Amazon.com recently introduced “Text Stats” for many of the books they sell; these stats purportedly record the readability and complexity of a book. Laura Kinsale found out, somewhat to her consternation, that Shadowheart scored as both very easy and less complex compared to other books. Being an enterprising woman, she looked up the stats for another one of her books.
For My Lady’s Heart, with its notorious Middle English dialogue, which you either love because you’re a nerd or hate because it interferes with your readability? It scores just about the same. Now, that’s just mind-boggling.
After being alerted to this, I did some digging around to see how other books compare.
Pride and Prejudice scores as somewhat harder to read and somewhat more complex than the two Kinsale medievals. OK, that’s a fair cop.
Let’s try a more modern novel, then—a nice, big meaty one. Like, say, The Corrections. Turns out it scores as a bit easier than P&P, but still harder than a Kinsale.
At that point, inspiration hit: let’s try some books that are quite notoriously difficult to read. The ones that cause college students to gnash their teeth and grip their heads in agony. So I looked up the stats for your favorite wet fart connoisseur and mine, James Joyce.
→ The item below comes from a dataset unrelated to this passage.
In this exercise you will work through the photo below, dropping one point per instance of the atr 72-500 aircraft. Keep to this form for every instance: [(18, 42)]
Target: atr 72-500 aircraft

Specifically, Ulysses. According to the magic numbers, it’s easier to read than both The Corrections and Pride & Prejudice—which brings up the question: IN WHICH FREAKING UNIVERSE would that be true?
(Answer: probably in the same universe where all those non-Muslim sheikhs kidnap shy British secretaries for nefarious erotic purposes.)
But the kicker—the one book whose stats made me laugh and laugh—was no other than The Sound and the Fury. It’s apparently MUCH easier to read than Shadowheart and For My Lady’s Heart. In fact, it scores as being so easy, I’m surprised kindergarten teachers aren’t substituting Dick and Jane with The Sound and the Fury.
I’m thinking they might need to work a little bit more on the algorithms that determine ease of reading and complexity.


Sound and Fury is easy? Cool, dude.
It seems to me that perhaps, just perhaps, the “largest retailer of books” is staffed by folks who don’t read much? Because, erm, wouldn’t you want to test this algorithm out *before* unleashing it on your drooling public?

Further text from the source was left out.